Indeed it might be the logL births subtlety @lukashergt mentioned. I don’t remember why logL_birth isn’t updated simultaneously as logL. Was that a choice? Or is it a bug? Why shouldn’t Stefan’s code do logL += 0.1 and logL_birth += 0.1? Leaving the weights unchanged (up to normalisation)

@Stefan-Heimersheim
Copy link
Collaborator Author

@lukashergt Thanks, that explains the cutoff. I'd still expect the weights to approximately stay the same though, at least for the +0.1 case. (But I might well be wrong, noticing I don't know about all the Nested Sampling details.)

@williamjameshandley Thanks!

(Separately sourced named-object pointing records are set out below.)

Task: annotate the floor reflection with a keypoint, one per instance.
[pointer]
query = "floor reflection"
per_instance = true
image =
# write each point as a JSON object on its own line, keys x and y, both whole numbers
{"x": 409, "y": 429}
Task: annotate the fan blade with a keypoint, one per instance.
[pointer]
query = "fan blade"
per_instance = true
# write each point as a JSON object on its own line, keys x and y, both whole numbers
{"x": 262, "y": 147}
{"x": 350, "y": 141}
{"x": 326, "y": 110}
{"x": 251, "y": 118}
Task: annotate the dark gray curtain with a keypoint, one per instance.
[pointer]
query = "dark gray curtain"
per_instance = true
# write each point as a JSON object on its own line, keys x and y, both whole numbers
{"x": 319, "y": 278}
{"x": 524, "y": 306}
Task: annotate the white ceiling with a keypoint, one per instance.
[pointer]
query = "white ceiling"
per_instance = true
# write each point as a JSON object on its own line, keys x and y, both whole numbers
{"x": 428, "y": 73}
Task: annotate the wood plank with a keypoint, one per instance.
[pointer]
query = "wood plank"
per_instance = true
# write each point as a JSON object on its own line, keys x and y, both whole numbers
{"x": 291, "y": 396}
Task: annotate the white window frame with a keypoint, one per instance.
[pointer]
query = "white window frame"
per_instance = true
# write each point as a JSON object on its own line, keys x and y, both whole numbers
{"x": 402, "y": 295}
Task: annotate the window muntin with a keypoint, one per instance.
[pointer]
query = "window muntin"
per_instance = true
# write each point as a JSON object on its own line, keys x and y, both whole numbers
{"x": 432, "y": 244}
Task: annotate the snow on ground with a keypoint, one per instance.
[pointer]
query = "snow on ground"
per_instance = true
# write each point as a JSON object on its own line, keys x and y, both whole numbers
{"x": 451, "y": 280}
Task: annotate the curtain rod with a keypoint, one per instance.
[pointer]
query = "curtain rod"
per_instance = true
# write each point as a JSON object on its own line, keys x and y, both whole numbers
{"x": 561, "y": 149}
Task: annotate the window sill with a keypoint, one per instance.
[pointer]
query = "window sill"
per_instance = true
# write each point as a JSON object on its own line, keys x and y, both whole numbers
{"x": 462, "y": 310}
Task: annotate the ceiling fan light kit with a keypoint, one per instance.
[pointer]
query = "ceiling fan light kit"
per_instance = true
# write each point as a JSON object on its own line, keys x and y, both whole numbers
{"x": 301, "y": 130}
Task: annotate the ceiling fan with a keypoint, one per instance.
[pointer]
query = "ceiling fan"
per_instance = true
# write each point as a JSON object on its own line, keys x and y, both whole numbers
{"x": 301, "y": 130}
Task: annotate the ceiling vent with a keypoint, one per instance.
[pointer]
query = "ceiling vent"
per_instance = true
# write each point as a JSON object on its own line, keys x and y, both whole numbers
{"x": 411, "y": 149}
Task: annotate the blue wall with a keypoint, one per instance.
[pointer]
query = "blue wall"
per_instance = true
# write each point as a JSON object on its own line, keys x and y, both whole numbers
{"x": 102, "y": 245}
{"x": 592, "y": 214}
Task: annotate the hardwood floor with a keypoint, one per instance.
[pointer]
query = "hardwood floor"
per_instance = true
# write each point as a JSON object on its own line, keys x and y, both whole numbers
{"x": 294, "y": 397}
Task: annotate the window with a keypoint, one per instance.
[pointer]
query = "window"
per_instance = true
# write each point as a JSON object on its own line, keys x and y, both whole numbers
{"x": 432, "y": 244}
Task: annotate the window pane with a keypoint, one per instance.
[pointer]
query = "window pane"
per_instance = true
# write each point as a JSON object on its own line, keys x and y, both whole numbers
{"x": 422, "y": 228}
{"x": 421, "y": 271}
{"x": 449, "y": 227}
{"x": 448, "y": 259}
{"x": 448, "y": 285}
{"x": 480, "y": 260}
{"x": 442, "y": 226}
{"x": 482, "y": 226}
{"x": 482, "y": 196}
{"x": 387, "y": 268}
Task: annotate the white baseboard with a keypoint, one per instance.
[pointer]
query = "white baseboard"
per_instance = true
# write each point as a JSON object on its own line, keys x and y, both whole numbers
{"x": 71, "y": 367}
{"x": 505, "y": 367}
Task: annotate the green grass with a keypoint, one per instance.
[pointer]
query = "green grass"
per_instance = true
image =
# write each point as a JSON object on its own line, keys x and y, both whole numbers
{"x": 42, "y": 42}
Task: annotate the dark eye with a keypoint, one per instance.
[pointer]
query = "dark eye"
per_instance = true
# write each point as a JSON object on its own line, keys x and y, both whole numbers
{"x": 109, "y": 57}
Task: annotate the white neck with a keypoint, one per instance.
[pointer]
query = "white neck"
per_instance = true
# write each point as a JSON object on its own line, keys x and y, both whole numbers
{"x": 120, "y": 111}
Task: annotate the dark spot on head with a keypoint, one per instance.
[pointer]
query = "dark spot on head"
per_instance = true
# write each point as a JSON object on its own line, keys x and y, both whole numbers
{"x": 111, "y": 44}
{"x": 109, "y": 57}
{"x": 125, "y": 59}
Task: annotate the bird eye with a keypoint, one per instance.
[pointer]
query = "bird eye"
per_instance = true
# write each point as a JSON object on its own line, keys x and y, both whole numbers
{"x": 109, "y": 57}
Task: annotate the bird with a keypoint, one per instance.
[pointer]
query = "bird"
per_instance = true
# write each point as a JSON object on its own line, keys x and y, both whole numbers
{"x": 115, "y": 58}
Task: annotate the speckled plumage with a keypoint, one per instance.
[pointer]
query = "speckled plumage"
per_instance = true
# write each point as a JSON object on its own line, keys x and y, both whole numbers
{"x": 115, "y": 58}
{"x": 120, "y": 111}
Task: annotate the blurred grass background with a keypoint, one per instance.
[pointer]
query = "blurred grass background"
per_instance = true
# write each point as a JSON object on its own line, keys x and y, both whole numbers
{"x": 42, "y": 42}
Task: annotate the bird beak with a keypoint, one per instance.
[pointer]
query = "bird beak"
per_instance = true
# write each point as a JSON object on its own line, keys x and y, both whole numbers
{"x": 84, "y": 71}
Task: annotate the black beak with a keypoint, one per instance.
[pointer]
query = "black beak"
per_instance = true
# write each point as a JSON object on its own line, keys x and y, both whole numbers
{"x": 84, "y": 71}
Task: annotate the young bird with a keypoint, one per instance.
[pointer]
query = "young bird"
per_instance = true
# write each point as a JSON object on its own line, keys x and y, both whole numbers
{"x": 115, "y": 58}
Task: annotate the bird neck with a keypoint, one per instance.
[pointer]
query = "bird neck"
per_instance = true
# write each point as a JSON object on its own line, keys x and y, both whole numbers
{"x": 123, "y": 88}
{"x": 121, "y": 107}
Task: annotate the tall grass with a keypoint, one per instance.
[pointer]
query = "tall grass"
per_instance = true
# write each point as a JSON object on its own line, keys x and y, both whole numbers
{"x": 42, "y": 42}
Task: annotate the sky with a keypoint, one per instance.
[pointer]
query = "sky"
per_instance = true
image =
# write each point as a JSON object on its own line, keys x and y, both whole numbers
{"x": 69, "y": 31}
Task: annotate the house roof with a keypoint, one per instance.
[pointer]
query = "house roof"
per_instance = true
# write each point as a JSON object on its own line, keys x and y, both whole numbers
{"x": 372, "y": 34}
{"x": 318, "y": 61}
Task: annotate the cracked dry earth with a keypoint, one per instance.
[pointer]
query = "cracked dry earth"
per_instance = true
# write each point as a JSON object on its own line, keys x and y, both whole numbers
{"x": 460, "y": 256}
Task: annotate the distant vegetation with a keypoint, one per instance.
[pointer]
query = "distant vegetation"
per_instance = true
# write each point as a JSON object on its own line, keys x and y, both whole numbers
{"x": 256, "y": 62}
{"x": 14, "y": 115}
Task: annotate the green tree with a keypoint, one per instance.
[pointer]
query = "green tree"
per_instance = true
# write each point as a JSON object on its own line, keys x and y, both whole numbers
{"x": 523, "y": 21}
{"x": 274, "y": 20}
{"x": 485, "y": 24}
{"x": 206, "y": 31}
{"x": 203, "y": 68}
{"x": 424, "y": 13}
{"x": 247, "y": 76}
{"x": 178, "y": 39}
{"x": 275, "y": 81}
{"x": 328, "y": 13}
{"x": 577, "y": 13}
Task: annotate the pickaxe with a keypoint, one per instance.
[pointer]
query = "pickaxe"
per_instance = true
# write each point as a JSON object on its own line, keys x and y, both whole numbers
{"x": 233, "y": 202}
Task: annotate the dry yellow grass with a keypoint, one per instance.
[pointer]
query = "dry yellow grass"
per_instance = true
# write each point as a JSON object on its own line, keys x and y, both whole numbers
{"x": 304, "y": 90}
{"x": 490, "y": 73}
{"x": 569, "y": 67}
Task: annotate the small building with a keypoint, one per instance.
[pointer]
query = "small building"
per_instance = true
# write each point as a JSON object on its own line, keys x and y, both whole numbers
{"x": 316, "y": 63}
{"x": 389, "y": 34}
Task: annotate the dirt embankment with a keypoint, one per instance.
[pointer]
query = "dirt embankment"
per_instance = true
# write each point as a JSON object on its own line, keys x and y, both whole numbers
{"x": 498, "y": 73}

I don't need the evidences for this part of my analysis so converting to MCMCSamples works and then importance sampling gives the expected results.

@Stefan-Heimersheim
Copy link
Collaborator Author

Stefan-Heimersheim commented Jan 11, 2021

Actually, importance sampling the MCMC-converted chains correctly changes the logL but does not affect the weights at all, also if not reweighing by a trivial constant offset:

chain = MCMCSamples(orig_chain)
chain.tex = orig_chain.tex

fig, axes = chain.plot_1d("Omega_m", label='Original', color='blue')

logL_new = scipy.stats.norm.logpdf(chain.Omega_m, loc=0.1, scale=0.01)
reweighted = chain.importance_sample(logL_new, action='add')

reweighted.plot_1d(axes, label='Reweighted', color='red', linestyle='dashed')

if np.all(reweighted.weights == chain.weights):
    print("Weights equal")


plt.legend()
plt.show()

The weights are equal and posteriors identical, even though logL_new is not constant.
Figure_1

@lukashergt
Copy link
Collaborator

@Stefan-Heimersheim What exactly is the first plot showing? How did you generate it? Normally the samples should be ordered by weights if I am not mistaken...

@Stefan-Heimersheim
Copy link
Collaborator Author

@Stefan-Heimersheim What exactly is the first plot showing? How did you generate it? Normally the samples should be ordered by weights if I am not mistaken...

I just took them in the order chain.weights returned them, they seem to go up and then down ..

@lukashergt
Copy link
Collaborator

@Stefan-Heimersheim Importance sampling only works in the bulk posterior region of parameter space (that goes for both nested sampling and MCMC. With a Gaussian logL_new where the narrow peak is outside of the sampled region I am not surprised that it doesn't pick up on the new logL...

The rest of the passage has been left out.